Flood of administration regulations will slow to trickle as deadline nears
The blizzard of Obama administration regulations appears to be coming to an end.
While legislative days could be added to the lame-duck congressional session, experts say the regulatory cut off is nearing for the administration to finalize controversial new rules without fear of them being overturned under the next administration.
{mosads}Sam Batkins, the director of regulatory policy at the conservative American Action Forum, who originally estimated the deadline to be May 17, is now saying the drop-dead date is closer to May 23.
“We counted seven more days the House had met compared to the original schedule, but again, the date could change next week,” he said. “The actual date won’t be known until the end of the session, but the administration and Congress generally do recognize it’s going to be sometime in May.”
Though rarely used, lawmakers have 60 legislative days under the Congressional Review Act to rescind a rule by way of resolution – a period that would start all over again under the new administration if the sessions comes up short.
But regulatory proponents argue the deadline is given more weight than is warranted.
“Agencies have their own timelines and they are often too long,” said Amit Narang, regulatory policy advocate for Public Citizen. “Trying to point to any particular date as the date agencies are strategically trying to time their decision making around is a stretch.”
While it’s not yet clear if the administration has released more rules in the past few weeks than have previous administrations nearing their regulatory deadlines, the agencies have certainly been busy.

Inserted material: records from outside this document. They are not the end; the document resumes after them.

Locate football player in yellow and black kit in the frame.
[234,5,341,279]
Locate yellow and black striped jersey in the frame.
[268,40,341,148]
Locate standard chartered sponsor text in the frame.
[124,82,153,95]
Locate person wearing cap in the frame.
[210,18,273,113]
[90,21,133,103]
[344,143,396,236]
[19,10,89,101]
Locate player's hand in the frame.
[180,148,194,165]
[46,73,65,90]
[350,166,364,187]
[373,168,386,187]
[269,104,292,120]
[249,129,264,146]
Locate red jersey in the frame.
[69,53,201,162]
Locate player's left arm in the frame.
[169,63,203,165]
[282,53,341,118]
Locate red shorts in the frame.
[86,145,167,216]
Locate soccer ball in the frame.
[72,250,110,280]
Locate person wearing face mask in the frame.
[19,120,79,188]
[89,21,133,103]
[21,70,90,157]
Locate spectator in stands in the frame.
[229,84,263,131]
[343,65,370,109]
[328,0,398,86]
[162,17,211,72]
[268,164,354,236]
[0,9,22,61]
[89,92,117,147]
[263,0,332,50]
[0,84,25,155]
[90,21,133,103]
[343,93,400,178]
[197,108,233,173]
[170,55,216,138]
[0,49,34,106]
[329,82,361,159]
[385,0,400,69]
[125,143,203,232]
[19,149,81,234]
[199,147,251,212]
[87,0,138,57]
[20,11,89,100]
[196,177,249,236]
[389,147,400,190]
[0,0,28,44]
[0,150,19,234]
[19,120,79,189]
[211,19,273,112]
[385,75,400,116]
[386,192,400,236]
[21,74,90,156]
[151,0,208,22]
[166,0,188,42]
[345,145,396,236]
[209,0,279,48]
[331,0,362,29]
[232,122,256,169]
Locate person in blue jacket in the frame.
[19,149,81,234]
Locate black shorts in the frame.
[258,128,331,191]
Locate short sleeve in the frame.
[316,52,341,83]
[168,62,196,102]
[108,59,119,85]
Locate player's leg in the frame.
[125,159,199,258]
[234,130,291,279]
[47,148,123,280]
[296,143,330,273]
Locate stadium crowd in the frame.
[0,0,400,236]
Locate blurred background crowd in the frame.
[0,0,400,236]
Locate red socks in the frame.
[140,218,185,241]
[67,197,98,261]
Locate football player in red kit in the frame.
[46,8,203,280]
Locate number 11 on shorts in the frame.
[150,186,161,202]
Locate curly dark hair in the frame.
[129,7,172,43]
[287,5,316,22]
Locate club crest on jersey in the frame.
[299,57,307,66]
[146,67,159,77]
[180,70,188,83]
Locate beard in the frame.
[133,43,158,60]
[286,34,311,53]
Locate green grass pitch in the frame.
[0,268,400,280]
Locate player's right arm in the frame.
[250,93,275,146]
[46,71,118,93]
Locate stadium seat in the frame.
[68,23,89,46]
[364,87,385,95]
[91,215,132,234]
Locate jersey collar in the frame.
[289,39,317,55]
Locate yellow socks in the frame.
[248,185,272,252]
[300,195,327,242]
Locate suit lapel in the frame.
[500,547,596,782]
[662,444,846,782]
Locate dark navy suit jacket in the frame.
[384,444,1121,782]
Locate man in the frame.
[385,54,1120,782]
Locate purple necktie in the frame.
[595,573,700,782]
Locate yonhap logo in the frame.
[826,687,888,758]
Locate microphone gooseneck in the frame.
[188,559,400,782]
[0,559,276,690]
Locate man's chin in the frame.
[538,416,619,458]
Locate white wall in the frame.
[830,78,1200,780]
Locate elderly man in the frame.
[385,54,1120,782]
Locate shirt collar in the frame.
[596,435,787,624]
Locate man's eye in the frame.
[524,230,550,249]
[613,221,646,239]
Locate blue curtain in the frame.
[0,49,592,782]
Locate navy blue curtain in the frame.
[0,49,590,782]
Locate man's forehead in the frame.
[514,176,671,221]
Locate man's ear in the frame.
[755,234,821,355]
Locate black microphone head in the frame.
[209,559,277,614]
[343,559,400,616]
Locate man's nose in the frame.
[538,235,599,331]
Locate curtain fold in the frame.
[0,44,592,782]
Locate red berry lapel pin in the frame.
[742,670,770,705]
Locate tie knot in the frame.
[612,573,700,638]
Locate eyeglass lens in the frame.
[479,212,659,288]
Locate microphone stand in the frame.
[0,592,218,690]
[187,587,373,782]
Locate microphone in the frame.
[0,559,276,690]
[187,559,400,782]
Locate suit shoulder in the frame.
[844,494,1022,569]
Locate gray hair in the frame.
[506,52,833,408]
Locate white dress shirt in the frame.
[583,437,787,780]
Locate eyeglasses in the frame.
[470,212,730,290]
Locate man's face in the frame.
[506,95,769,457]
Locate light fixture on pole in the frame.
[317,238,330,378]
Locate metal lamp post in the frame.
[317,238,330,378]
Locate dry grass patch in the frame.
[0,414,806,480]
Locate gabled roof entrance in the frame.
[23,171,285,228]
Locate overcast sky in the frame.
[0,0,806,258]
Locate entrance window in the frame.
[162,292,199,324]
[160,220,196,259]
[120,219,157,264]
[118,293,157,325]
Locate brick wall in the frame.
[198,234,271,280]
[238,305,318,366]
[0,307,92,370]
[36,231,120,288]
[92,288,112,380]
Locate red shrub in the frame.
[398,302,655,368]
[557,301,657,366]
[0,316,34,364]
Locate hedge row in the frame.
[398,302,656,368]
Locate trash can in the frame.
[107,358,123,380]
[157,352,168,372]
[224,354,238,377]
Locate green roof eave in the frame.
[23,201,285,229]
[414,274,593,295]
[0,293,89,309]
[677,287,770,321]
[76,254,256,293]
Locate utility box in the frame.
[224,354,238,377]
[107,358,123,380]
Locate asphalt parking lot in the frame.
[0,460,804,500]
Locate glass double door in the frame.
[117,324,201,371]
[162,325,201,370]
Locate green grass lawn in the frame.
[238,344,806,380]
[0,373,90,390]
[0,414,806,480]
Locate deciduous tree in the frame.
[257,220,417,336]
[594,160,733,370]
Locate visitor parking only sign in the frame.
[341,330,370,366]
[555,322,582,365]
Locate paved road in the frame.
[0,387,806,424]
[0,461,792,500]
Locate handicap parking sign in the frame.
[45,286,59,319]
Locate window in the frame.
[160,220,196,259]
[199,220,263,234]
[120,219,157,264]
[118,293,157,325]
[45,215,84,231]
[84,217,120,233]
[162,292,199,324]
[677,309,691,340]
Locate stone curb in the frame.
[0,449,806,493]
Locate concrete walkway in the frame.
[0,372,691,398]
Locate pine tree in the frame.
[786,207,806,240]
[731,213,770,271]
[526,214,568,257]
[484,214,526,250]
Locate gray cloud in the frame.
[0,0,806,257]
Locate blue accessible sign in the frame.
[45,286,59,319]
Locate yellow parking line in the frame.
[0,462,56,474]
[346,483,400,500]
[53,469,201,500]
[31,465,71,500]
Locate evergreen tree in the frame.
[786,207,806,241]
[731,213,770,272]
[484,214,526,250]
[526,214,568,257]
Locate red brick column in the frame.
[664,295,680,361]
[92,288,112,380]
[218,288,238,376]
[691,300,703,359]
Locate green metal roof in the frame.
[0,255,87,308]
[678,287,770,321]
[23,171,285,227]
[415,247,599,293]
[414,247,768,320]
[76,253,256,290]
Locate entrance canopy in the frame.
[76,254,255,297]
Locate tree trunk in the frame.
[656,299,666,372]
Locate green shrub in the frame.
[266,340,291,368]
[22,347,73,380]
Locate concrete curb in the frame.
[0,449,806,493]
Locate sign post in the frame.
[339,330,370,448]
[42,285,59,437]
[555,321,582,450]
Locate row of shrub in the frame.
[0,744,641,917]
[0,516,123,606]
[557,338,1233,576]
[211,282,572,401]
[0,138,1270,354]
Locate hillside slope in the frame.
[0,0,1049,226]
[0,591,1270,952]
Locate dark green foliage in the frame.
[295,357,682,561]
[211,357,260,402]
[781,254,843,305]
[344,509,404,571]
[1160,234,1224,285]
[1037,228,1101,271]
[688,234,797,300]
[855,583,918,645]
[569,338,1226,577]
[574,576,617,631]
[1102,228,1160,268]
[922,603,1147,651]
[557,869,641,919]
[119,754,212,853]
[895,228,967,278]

Last week, the Food and Drug Administration (FDA) finalized a long awaited rule to give it the authority to regulate, for the first time, cigars and electronic cigarettes like other tobacco products under the Tobacco Control Act and this week, the Environmental Protection Agency set stronger standards for methane emissions from oil and gas companies.
The Labor Department last month finalized the controversial “fiduciary rule” that lawmakers are now trying to block, and just this week the agency finished a new rule to force employers in hazardous industries such as construction to report all workplace injuries and illnesses online.
But despite this purported deadline, the administration’s regulatory agenda won’t come grinding to halt. While the administration might want to get its most controversial rules finished in the coming week, it’s expected to continue issuing rules through the end of Obama’s term.
Here’s a look at what’s still in the pipeline.
— The Labor Department sent it’s hotly contested rule to expand overtime pay to some 5 million American workers to the White House Office of Management and Budget for review in March and groups were quick to set meetings with administration officials to ask for last minute changes.
Looking at OMB’s calendar, those meetings appear to have wrapped up on Thursday and business groups expect to see a final rule in the coming days.
The FDA’s proposal to update the Nutrition Facts Labels on food products went to the OMB for final rule at the end of April. In addition to a new format for the ingredient information, the agency has proposed adding a percent daily value for added sugar.
— The U.S. Department of Agriculture has proposed making changes to the food stamp regulations to help low-income people access healthier foods.
Lawmakers on both sides of the aisle, however, fear the rule will hurt those in need by prohibiting stores such as 7-Eleven, which mostly sell prepared and cold foods that can be heated up on site, from accepting the benefit.
“This rule has always been about increasing access and choices of healthier food for low-income Americans,” the USDA said in a statement. “It is disappointing to see some take a position against increasing healthier food options for our low-income Americans.”
The agency said it extended the public comment period and will consider all feedback before moving forward with a final rule.
— The Occupational Safety and Health Administration has yet to finalize a new rule to limit workers exposure to beryllium, a lightweight metal used primarily in the aerospace and defense industries that’s known to cause a deadly lung disease.
The rule proposed in August called for lowering the current eight-hour permissible exposure limit from 2 micrograms per cubic meter of air to 0.2 micrograms per cubic meter.
Earlier this month, Public Citizen called on the administration to expand the rule to cover workers in the construction and shipyard industries.